The city was given yet another name - Trimontium (City of Three Hills) – by the Romans in 46 AD when Thrace was declared a Roman province. It became the main city of the province with a senate of its own and a local assembly authorized to collect taxes and customs duties as well as to mint coins. And the city's hills became an analogue to the Acropolis of Athens. Dozens of foundations of Roman-era buildings have been found on them or at the foot of them.
The city then featured advanced sewerage and water supply systems. The two main streets, cardo maximus and decumanus maximus, intersected in its geometrical centre, fixing the site of a forum. To the north of the forum, a central city core was built in the 2nd century where monumental public buildings and facilities – a theatre, thermae, a stadium, etc. – were built.
The stadium of Philippopolis was built in the early 2nd century during the rule of Emperor Hadrian and was approximately 240 m long by 50 m wide, seating some 30,000 spectators. Inscriptions evidence that the stadium regularly hosted the Pythian Games, similar to the Olympic Games in Greece. Under the amphitheatrical stand, there is an overarching entrance which led from the track to an underground passage street dug in the terrain. A lodge was located above the arch. Seats were discovered with inscriptions evidencing the existence of special seats reserved for high-status visitors. The central gate of the stadium is lined with pylons with the images of Hermes and Heracles.

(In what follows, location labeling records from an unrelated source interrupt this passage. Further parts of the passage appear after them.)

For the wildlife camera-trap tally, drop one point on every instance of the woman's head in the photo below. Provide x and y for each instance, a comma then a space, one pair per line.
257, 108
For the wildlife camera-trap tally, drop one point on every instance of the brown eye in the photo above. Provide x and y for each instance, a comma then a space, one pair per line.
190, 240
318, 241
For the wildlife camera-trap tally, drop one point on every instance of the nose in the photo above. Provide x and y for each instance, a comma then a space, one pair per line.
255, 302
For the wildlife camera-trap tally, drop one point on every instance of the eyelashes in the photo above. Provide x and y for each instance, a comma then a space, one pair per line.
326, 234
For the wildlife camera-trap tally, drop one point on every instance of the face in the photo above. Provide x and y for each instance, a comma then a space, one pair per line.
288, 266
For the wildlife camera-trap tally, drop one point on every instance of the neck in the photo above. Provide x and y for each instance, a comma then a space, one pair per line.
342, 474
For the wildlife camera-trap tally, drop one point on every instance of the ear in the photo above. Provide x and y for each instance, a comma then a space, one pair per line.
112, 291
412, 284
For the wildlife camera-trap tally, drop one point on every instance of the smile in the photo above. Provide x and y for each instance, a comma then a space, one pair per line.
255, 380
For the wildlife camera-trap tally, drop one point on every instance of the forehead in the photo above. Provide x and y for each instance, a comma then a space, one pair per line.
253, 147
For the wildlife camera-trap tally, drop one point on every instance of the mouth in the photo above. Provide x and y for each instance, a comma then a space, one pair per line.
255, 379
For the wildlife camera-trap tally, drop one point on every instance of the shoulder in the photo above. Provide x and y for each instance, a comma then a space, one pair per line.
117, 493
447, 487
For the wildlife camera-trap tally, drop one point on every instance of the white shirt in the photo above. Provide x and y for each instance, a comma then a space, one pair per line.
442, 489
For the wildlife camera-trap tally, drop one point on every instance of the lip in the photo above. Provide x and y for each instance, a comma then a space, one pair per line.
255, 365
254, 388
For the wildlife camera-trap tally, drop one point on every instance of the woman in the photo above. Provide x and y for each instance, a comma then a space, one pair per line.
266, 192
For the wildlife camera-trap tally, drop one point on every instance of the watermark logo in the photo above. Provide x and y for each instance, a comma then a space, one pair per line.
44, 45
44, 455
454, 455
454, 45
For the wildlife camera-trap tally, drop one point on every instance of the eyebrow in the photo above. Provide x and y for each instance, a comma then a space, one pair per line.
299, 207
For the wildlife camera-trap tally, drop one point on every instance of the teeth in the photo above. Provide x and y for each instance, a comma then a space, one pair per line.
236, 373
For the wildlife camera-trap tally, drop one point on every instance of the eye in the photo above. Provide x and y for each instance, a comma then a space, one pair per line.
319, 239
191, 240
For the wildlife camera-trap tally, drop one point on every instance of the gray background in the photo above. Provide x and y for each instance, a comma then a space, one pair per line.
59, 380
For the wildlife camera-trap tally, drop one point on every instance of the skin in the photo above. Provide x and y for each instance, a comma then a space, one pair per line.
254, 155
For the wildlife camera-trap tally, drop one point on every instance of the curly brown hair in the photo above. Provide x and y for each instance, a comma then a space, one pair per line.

The ancient theatre of Philippopolis is one of the best preserved in the world. It was erected at the site where a temple of the Thracian goddess Bendida previously stood. There are several stellae and inscriptions in Greek preserved in the theatre. There is also evidence that the building was used as a site for Thracian provincial meetings. Besides city officials, there are designations for magistrates and the emperor's friends among others. Owing to the excellent acoustics, which is due to the specific architecture of the theatre, today it is used for concerts and seats an audience of some 5,000 or 6,000.